Inadequate Facility Closure Procedures Lead to Chaotic Resident Discharges
Summary
The facility failed to develop and implement adequate policies and procedures for facility closure, which resulted in a chaotic and rushed discharge process for all 30 residents. The administrator, V1, was informed of the closure on November 4, 2024, and began notifying families and residents without a proper closure plan in place. The facility did not provide timely written notice to the State Survey Agency, the State LTC Ombudsman, or the residents' legal representatives as required by federal regulations. The administrator admitted to not having the closure policy for the first three days and only received it after a surveyor requested it. The facility's actions led to confusion and distress among residents and their families. Residents were informed they had to leave within one to two weeks, despite the official closure date being January 1, 2025. This rushed timeline was attributed to concerns about staff leaving, which would impact resident care. However, the Regional Director of Operations, V19, stated that a 60-day notice was given and that agency staff had been hired to cover potential staff shortages. The Ombudsman, V20, was not properly notified and only learned of the closure through another source, highlighting the lack of communication and organization.

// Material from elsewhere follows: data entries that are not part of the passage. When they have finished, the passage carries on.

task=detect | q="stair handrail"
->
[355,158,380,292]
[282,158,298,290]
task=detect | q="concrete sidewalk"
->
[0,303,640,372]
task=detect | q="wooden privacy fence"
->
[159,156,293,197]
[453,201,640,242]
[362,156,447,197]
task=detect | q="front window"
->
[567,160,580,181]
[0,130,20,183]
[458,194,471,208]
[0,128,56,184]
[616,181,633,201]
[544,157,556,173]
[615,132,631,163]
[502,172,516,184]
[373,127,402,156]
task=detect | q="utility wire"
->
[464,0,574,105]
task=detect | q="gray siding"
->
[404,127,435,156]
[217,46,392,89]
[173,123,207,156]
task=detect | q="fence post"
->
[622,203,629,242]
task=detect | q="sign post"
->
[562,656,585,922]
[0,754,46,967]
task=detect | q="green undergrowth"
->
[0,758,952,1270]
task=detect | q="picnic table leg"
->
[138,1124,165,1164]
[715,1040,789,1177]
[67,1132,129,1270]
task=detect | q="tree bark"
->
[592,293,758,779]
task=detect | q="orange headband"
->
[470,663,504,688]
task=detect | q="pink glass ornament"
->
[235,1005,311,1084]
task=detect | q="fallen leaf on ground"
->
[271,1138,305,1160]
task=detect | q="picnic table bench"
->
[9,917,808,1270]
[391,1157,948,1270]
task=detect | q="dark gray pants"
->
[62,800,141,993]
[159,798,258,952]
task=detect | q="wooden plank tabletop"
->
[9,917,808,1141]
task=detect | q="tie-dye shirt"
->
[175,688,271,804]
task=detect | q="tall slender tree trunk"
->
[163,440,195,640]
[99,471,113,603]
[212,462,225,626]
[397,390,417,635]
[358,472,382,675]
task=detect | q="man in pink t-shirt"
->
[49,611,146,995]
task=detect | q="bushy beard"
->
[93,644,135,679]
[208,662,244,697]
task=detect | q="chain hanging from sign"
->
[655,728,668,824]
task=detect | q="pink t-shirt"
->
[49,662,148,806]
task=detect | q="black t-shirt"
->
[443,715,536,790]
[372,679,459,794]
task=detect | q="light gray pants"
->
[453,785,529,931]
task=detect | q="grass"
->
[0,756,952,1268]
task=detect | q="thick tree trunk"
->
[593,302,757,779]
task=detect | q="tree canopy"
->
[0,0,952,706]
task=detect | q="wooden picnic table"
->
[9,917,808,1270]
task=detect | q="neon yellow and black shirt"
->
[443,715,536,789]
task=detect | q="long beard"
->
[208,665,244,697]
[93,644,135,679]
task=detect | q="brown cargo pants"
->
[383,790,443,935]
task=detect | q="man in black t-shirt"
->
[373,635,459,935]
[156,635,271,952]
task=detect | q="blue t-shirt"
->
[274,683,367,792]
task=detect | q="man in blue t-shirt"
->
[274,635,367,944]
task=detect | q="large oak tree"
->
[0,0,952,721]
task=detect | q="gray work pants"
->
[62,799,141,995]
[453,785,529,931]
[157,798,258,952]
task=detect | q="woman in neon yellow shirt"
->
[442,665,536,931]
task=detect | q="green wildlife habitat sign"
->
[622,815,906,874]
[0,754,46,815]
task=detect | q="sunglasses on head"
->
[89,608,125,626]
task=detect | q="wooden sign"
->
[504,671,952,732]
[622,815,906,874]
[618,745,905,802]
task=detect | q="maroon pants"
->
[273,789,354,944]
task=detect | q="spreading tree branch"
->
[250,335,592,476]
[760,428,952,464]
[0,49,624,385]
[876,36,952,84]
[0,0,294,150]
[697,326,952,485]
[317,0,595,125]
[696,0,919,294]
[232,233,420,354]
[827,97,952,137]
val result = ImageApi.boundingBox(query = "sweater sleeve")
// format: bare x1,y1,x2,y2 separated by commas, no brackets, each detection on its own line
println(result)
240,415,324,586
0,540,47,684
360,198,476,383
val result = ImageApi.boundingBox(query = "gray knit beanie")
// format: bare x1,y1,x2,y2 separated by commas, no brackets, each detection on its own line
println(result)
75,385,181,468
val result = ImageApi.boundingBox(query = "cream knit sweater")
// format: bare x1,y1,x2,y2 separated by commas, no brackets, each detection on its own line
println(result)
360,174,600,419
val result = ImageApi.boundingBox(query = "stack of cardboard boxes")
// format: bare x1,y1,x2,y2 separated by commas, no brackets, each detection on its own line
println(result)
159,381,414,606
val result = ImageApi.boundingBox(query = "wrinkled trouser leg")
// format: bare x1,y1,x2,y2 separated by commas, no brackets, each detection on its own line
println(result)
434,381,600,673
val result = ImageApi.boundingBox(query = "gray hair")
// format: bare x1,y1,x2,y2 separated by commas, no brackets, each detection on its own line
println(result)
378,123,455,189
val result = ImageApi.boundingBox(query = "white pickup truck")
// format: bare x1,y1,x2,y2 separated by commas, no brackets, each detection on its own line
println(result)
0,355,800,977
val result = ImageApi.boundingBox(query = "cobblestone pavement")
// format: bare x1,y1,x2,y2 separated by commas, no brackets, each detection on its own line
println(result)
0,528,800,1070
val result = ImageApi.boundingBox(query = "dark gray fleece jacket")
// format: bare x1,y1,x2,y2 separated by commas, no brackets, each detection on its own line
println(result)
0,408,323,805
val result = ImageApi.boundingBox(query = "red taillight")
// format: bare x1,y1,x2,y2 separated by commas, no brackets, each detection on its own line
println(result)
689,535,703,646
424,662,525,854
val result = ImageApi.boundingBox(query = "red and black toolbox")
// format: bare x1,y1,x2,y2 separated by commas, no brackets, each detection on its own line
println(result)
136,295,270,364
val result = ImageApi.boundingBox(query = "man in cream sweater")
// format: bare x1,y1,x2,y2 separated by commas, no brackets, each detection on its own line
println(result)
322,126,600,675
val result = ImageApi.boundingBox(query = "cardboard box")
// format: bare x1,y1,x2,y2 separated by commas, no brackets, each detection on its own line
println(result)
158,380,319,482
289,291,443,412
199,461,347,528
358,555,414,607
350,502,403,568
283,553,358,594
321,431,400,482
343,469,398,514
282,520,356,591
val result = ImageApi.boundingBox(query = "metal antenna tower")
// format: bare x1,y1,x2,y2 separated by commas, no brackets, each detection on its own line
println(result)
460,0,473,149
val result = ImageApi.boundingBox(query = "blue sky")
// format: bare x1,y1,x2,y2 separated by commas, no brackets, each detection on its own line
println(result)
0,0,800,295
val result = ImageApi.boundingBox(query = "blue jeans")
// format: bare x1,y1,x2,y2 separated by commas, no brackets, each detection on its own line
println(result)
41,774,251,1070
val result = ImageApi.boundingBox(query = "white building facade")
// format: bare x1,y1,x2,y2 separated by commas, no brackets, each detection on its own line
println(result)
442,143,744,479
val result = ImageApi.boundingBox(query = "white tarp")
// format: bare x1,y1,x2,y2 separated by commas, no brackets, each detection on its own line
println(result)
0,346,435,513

The transfer process was poorly managed, with essential medical documents and care plans not being sent with residents to their new facilities. The Director of Nursing, V10, admitted to not sending care plans, MDS assessments, or immunization records, and no report was called to the receiving facilities. Residents and their families expressed feelings of shock, devastation, and heartbreak over the abrupt move, with some residents not being informed of their transfer until it was already underway. The lack of proper planning and communication resulted in a disorganized and distressing experience for all involved.